Documentation
NIGHTLY BACKUP


Preleminary Material for review

System Requirements

  • Perl 5
  • Crontab
  • Somewhere to backup your files (buy a cheap webaccount - sold here)
  • Unix Style Operating System
  • Telnet Access

Preliminaries

  • Determine the path to PERL 5 on your web server host.  Note that some web hosting companies run both PERL 4 and PERL 5.  Make ABSOLUTELY sure you are not setting this up under PERL 4.  Ask your administrator if you are not sure.
  • Download the tarfile for this program and save it to your desktop. 
  • Unpack the tar archive on your desktop using a program that unpacks UNIX TAR ARCHIVES. If you don't have such a program then download WINZIP FREE from SHAREWARE.COM
  • After you have unpacked the TAR archive you will have a collection of folders and files on your desktop.  Now you have to do some basic editing of each of these files (or at least some of them).  Use a text editor such as wordpad, notepad, BBEdit, simpletext, or teachtext to edit the files.  These are NOT WORD PROCESSOR DOCUMENTS they are just simple TEXT files so don't save them as word processor documents or save them with extentions such as .txt or they will NOT WORK.   Note that there may be a some files inside of folders which are "blank".   This is normal.

Preparing the CGI scripts

Define Path To PERL 5

The first step is to open up each and every file that has a .cgi extention and edit line number one of each script.  Each of the cgi scripts is written in perl 5. For your scripts to run they must know where perl 5 is installed on your web server. The path to perl 5 is defined to a cgi script in the first line of the file. In each of the cgi scripts the first line of code looks something like this:

#!/usr/bin/perl

If the path to perl 5 on your web server is different from /usr/bin/perl you must edit the first line of each cgi script to reflect the correct path. If the path to perl 5 is the same no changes are necessary. If you do not know the path to perl 5 ask the webmaster or system administrator at your server site.  

Configure the .cgi files

backup.cgi

Everything you need to do is right inside here (see where it says "CONFIGURATION AREA")

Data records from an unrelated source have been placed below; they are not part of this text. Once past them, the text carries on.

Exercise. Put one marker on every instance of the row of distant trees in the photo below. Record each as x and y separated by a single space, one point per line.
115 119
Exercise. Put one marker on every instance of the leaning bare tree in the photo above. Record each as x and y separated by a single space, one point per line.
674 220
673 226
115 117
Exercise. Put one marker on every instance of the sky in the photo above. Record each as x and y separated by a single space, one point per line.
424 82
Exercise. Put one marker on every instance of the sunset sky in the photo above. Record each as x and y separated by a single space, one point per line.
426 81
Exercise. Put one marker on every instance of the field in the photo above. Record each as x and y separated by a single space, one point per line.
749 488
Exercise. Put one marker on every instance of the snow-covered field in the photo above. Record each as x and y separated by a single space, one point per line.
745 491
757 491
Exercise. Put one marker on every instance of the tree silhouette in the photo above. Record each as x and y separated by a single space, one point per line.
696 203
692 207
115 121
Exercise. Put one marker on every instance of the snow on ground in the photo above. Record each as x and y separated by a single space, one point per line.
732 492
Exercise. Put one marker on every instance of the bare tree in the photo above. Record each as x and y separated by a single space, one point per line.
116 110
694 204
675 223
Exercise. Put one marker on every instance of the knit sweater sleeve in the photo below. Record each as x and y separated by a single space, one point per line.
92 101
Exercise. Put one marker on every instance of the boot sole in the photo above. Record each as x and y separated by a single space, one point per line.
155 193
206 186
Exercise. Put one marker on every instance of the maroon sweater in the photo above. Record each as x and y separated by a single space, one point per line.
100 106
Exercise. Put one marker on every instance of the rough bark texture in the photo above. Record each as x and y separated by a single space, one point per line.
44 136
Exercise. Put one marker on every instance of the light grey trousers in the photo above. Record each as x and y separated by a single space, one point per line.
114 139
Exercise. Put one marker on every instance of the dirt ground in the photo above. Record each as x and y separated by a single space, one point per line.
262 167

  • $myHost ="backupserverhostname";
  • $myUser ="ftpusername";
  • $myPass ="ftppassword";
  • $mySourceDir ="/full/path/to/myrootdirectory/";
  • $myDestDir ="/full/path/to/remotebackupserver/backupstoragedirectory/";
  • $myHost is the HOSTNAME of the server you are backing up to (EG:  mybackupserver.com)
  • $myUser is your USERNAME to login to that server
  • $myPass is your PASSWORD to login to that server
  • $mySourceDir is the FULL PATH to the directory you want to backup.  For example if your website is located inside of /home/httpd/html/funkydomain.com/htdocs/ then you set $mySourceDir="/home/httpd/html/funkydomain.com/htdocs/".  Then everything inside of this directory and its subsequent directories will be backed up to the remote server
  • $myDestDir is the FULL PATH to the destination directory on the REMOTE SERVER you are backup up your files to.  EG:  If your backup server directory is /www/users/webspace/dave/ then set $myDestDir="/www/users/webspace/dave/"

Upload files and set permissions

Upload the backup.cgi script into the directory you want to backup from.  You can try uploading it into your cgi-bin but I am not sure that will work.  Best just upload into the same directory as $mySourceDir.  Set the permission on this file to 755.  On your remote server you should set the permission of your $myDesDir to 666 or 777 otherwise the server may not allow you to backup anything.